Heiße Luft oder ein gewaltiger Sturm? Der geplante Windpark auf dem Greiner Eck beschäftigt am Donnerstag wieder die Hirschhorner Stadtverordneten

Die kommende, außerplanmäßige Sitzung der Stadtverordneten verspricht eine der spannendsten in der aktuellen, zu Ende gehenden Wahlperiode zu werden. Denn in der Tagesordnung steckt etwas verborgen gehöriger Sprengstoff. Die Mandatsträger kommen am Donnerstag, 14. Januar, um 19 Uhr in der Aula der Neckartalschule zusammen, weil das Bürgerhaus durch die Fastnachter belegt ist.

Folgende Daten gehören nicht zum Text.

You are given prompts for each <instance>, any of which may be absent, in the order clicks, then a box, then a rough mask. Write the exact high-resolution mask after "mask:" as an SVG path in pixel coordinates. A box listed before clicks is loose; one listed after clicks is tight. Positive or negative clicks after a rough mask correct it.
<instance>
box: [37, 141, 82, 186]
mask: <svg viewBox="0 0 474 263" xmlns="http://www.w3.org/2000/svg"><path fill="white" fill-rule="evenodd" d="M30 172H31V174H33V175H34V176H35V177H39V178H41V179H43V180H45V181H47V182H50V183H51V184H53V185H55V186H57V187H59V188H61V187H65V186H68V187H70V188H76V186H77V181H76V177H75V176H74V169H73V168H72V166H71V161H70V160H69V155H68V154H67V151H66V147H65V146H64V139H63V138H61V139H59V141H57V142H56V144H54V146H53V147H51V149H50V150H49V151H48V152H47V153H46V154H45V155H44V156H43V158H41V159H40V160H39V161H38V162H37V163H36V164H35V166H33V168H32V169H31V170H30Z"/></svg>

Behandelt wird zuerst der Widerspruch von Bürgermeister Rainer Sens vom 16. Dezember zu den Windkraft-Beschlüssen, konkret zur Einsetzung eines Akteneinsichtsausschusses, was die Stadtverordneten in ihrer Sitzung vom 10. Dezember beschlossen hatte. Es geht um die mögliche Befangenheit von an der damaligen Abstimmung beteiligten Parlamentariern.

Nachdem dieses Thema in welcher Form auch immer geklärt sein wird, steht der neuerliche Antrag der CDU-Fraktion zur Einrichtung eines Akteneinsichtsausschusses an, den diese am 21. Dezember stellte. Untersucht werden soll dabei „das Verhalten von Bürgermeister Rainer Sens im … Verfahren zur Errichtung von Windrädern im Bereich ‚Greiner Eck‘“.

Verschiedene Stadtverordnete hatten bereits am 10. Dezember bemängelt, dass seitens des Bürgermeisters Informationen des planungs- und genehmigungsrechtlichen Verfahrens zum Windpark auf dem Greiner Eck nicht an den Magistrat und die Stadtverordneten weitergegeben worden seien. Sens hatte diese Sichtweise stets bestritten und auf die entsprechenden Protokolle, öffentlichen Termine und seine Informationen verwiesen. Er werde, betonte er auf Nachfrage, auf der kommenden Stavo-Sitzung seine Sicht der Dinge mit einer Präsentation untermauern.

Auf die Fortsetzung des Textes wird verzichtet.